Introducing logstash-input-opensearch plugin for OpenSearch

Thu, May 19, 2022 · Prashant Agrawal

Overview

Following the launch of logstash-output-opensearch plugin, the OpenSearch project team has released the logstash-input-opensearch plugin on Github as well as Ruby Gems.

In this post, we will talk about the new input plugin for Logstash. We will show how it works with OpenSearch by giving an example on how to read data from OpenSearch, perform a transformation, and index back to OpenSearch. This use case is useful in the event you want to migrate from one OpenSearch major version to another (e.g. 1.3 → 2.0).

What are Logstash plugins?

To understand what a plugin is in Logstash, it’s important to understand what makes up the stages for Logstash plugins:

Logstash data flow originating from data source to inputs plugin, then to filters plugin, then to outputs plugin, then to final data destination

  1. Inputs are used to get data into Logstash. There could be 1 or more inputs (e.g., S3, Kinesis, Kafka).
  2. Filters are buildings block for processing the events received from the input stages. Filters are not mandatory and there could be zero or more filters (e.g., Mutate, GeoIP).
  3. Outputs are final stage of the Logstash and it can have one or more output to send the processed data from filters (e.g., OpenSearch).

How do logstash-input-opensearch plugins work?

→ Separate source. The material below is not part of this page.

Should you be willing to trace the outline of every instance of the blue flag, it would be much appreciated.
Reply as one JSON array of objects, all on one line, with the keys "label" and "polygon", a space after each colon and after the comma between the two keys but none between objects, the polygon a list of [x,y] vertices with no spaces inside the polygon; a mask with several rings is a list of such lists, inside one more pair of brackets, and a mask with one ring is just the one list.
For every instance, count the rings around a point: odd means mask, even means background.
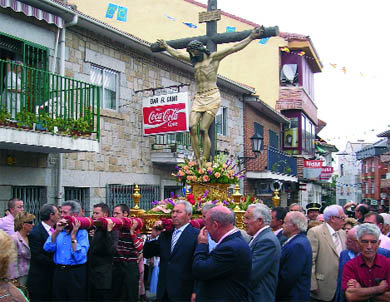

Plugins are configured within the Logstash config file. There are sections for Input, Filter, and Output. Once configured (see below), Logstash will send a request to the OpenSearch cluster and read the data as per the specified query in the inputs section. Once data is read from OpenSearch, you can optionally send it to next stage Filter for doing a transformation such as add a geolocation associated with an IP address. In this example, we won’t use the Filter plugin. Next up is the Output plugin. From the output section of the config file, you can either send the data back to same OpenSearch cluster or different clusters if desired.

Setup Logstash and plugin

Logstash Installation

This step can be skipped if you already have OSS version of logstash installed. Otherwise follow the steps below:

  1. Download logstash-oss-with-opensearch-output-plugin (this example uses the distro for macos-x64). For other distro please refer the artifacts here.
wget https://artifacts.opensearch.org/logstash/logstash-oss-with-opensearch-output-plugin-7.16.3-macos-x64.tar.gz
  1. Extract the downloaded tar ball.
tar - zxvf logstash-oss-with-opensearch-output-plugin-7.16.3-macos-x64.tar.gz
 cd logstash-7.16.3/
  1. Install logstash-input-opensearch plugin.
./bin/logstash-plugin install --preserve logstash-input-opensearch

Once installation is done, you will see the message as below:

Validating logstash-input-opensearch
Installing logstash-input-opensearch
Installation successful

Let’s get into action and see how the plugin works

In the introduction you have seen that Logstash processing has 3 stages. These stages are wrapped as part of config file. Let’s work on creating config to search data from one index in OpenSearch as my_index, and write the data into another index as my_index_new. Create a new file and add below content, save the file as logstash-input-opensearch.conf after replacing the OpenSearch HOST, PORT, USERNAME, PASSWORD, and INDEX with your OpenSearch cluster URL and credentials.

input {
  opensearch {
    hosts =>  ["https://HOST:PORT"]
    user  =>  "USERNAME"
    password  =>  "PASSWORD"
    index =>  "my_index"
    query =>  '{ "query": { "match_all": {}} }'
  }
}

output {
  opensearch {
    hosts =>  ["https://HOST:PORT"]
    user  =>  "USERNAME"
    password  =>  "PASSWORD"
    index => "my_index_new"
    ssl => true
    ecs_compatibility => "disabled"
  }
}

Using the above configuration, the match_all query filter is triggered and data is loaded once.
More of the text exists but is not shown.